"Where would my tongue go?"
The Book: If You Hopped Like a Frog by David M. Schwartz
I'm a sucker for a good picture book that I can tie to a lesson. But this one? Wow! The connections are amazing. Need a book for introducing ratios and proportions- look no farther! Did you know that a chameleon's tongue is 1/2 the length of it's body? Or that a pelican could hold 3 gallons of liquid in it's pouch? Need a book with figurative language? "If you were as strong as an ant, you could lift a car." Need a book with alliteration? "..you would have been a towering tot, taller than mountain tops."
So picture this:
A group of first graders standing in the library. Each one sticking out their tongues. (We're pretending to be chameleons). I asked each one to touch their belly buttons- and imagine if their tongue was that long. (I know not quite 1/2 the body, but hey work with me). And then it happened, "I wonder where my tongue would go when it wasn't sticking out?"
Kids have a sense of wonder. A sense of curiosity. A natural want to learn. We as teachers have to tap into that - to help them discover what they want to know, and to understand that wondering is thinking and learning and growing.

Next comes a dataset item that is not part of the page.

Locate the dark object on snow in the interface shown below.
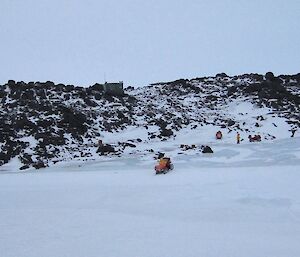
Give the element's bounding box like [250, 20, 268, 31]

So how can a classroom teacher tap into this? Read the book and ask questions: If you could have any of the characteristics in this book- which one would you want to have and why? How would you use it? Go write in your journal and tell me. Future lesson: investigate an attribute of an animal of your choice. What super-cool strength or talent does it have, and if you had that how would you use it?